ANTIOCH, Calif. — His neighbors knew he was a registered sex offender. Kids on his block called him “Creepy Phil” and kept their distance. Parole agents and local law enforcement regularly visited his home and found nothing unusual, even after a neighbor complained that children were living in a complex of tents in his backyard.
For 18 years, Phillip Garrido managed to elude detection as he pulled off what authorities are calling an unfathomable crime: kidnapping 11-year-old Jaycee Dugard, raping her, keeping her as his secret captive for nearly two decades and fathering her two children.
The question of how he went unnoticed became more pressing Friday, when Garrido came under suspicion in the unsolved murders of several prostitutes in the 1990s, raising the prospect he was a serial killer as well.
Several of the women’s bodies — the exact number is not known — were dumped near an industrial park where Garrido worked during the 1990s.
Authorities acknowledged that they blew a chance three years ago to rescue Dugard from the backyard labyrinth of sheds, tents and outbuildings that were concealed from the outside world.

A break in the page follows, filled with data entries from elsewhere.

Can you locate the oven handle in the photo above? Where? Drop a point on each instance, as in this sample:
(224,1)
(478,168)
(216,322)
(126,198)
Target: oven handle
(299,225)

A neighbor called 911 in November 2006 and described Garrido as a psychotic sex addict who was living with children and had people staying in tents in his backyard.
Property not searched
The investigating officer spent a half-hour interviewing Garrido on his front porch but did not enter the house or search the backyard, said Contra Costa County Sheriff Warren Rupf. The deputy, who did not know Garrido was a registered sex offender even though the Sheriff’s Department had the information, warned Garrido before leaving that the tents could be a code violation.
“We missed an opportunity to bring earlier closure to this situation,” Rupf said. “I cannot change the course of events, but we are beating ourselves up over this and continue to do so.”
As a parolee, Garrido wore a GPS-linked ankle bracelet that tracked his every movement, met with his parole agent several times each month and was subject to routine surprise home visits and random drug and alcohol tests, said California Department of Corrections and Rehabilitation spokesman Gordon Hinkle.
The last unannounced visit by a team of local police agencies was conducted in July 2008.
“There was never any indication, to my knowledge, that there was any sign of children living there,” Hinkle said.
As it turns out, Dugard and her two children were living there as prisoners, authorities say. The wooded compound was arranged so that people could not view what was happening, and one of the buildings was soundproofed and could be opened only from the outside.
Dugard, now 29, was reunited with her family and was said to be in good health but feeling guilty about developing a bond with Garrido over the years. Her two children, 11 and 15, remained with her.
“Jaycee has strong feelings with this guy. She really feels it’s almost like a marriage,” said Dugard’s stepfather, Carl Probyn, who was there when Jaycee was snatched from a bus stop in 1991.
Avoiding public eye
Probyn has been in constant contact with his ex-wife, Terry Probyn, since she found out Wednesday her daughter was alive.
Probyn said both mother and daughter are trying to avoid the public eye for now. After not seeing each other for 18 years, Dugard greeted her mother by saying, “Hi, Mom. I have babies,” Probyn said.
She is now free thanks in large part to two police employees at the University of California, Berkeley, who came across a rambling Garrido this week, with Dugard’s two daughters in tow. He was on campus because he wanted to hold some sort of religious event.
Garrido seemed incoherent and mentally unstable, and the girls wore drab-colored dresses, were unusually subdued, had an unnaturally pale complexion and appeared robotic and rehearsed when they spoke, said one of the police employees, Lisa Campbell. They said they were home-schooled by their mother and had a 29-year-old sister at home.
Colleague Ally Jacobs ran a background check on Garrido and notified his probation officer. On Wednesday, Garrido arrived at the probation officer’s building with his wife, the two girls and a woman who initially identified herself as Allissa. She turned out to be Dugard.
On Friday, Garrido and his wife pleaded not guilty to a total of 29 counts, including forcible abduction, rape and false imprisonment.